According to Mikael Rothstein, an associate professor of religious history at the University of Copenhagen, the Dialog Center International has been greatly influential in promoting a negative public opinion of cults in Denmark and other countries in Europe. Aagaard regarded Scientology as being especially dangerous, but later in his life stated that Islam was an even greater threat. Other concerns included Satanism and New Age groups.

== History ==

Aagaard retired from his position as leader of the organization in 2003 and was replaced by Svend Erik Erasmi Jacobsen (2003-2004), Jens Linderoth (2004-2008) and Tom Thygesen Daugaard (2009-). The danish branch of the organization was discontinued in 2011.

In 2012, the new president of DCI, Lutheran priest Thomas Gandow, was awarded the Order of Merit of the Federal Republic of Germany.

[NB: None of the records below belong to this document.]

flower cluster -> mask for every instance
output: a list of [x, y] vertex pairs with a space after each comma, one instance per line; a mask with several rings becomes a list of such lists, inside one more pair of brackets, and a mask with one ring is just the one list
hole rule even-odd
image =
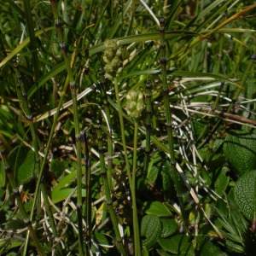
[[104, 44], [107, 47], [103, 55], [103, 61], [106, 63], [106, 77], [109, 80], [113, 80], [123, 69], [121, 58], [122, 49], [117, 40], [107, 39]]
[[127, 113], [131, 117], [137, 119], [141, 115], [143, 108], [143, 94], [140, 90], [130, 90], [126, 94]]

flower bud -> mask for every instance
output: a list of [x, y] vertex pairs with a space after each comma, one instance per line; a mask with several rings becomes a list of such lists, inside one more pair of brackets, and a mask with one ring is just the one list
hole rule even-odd
[[122, 72], [122, 49], [117, 40], [108, 40], [104, 42], [106, 49], [103, 55], [103, 61], [106, 63], [106, 77], [110, 80], [116, 78]]
[[144, 101], [143, 94], [140, 90], [131, 90], [126, 94], [126, 110], [127, 113], [137, 119], [143, 110]]

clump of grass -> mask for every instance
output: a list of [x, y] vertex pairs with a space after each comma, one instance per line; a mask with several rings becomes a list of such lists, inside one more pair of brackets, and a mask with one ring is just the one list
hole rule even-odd
[[256, 5], [150, 3], [1, 5], [1, 253], [250, 251]]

== Impact of DCI in Denmark ==
According to Mikael Rothstein and Armin W. Geertz, Aagaard had a large influence over Denmark's reaction to new religious movements in the late twentieth century. Rothstein and Geertz argue in an article in Nova Religio that Aagaard's push for public education and pedagogical resources on NRMs was a large factor in how the press, schools, and Christian congregations discussed and reacted to cults in Denmark. For example, Jesper Aagaard Petersen argued that DCI had a strong influence over how satanism was perceived in schools and media in Denmark.

== Impact of DCI outside of Denmark ==
The DCI has had a major influence on the anti-cult movements outside of Denmark.

Rothstein and Geertz note that particularly in Eastern Europe and Russia the DCI was active before and after the collapse of the Soviet Union. Russian anti-cultist Alexander L. Dvorkin, for example, was the co-Vice President of the DCI with now-current president Gandow.

Solveiga Krumina-Konkova argues that the Dialog Center contributed significantly to the "rise of antisect hysteria" in Lithuania.

DCI and its local branch in Ireland – Dialogue Ireland – replaced its largest anti-cult/counter-cult organization – the Catholic-ran Cult Awareness Centre – in 1992.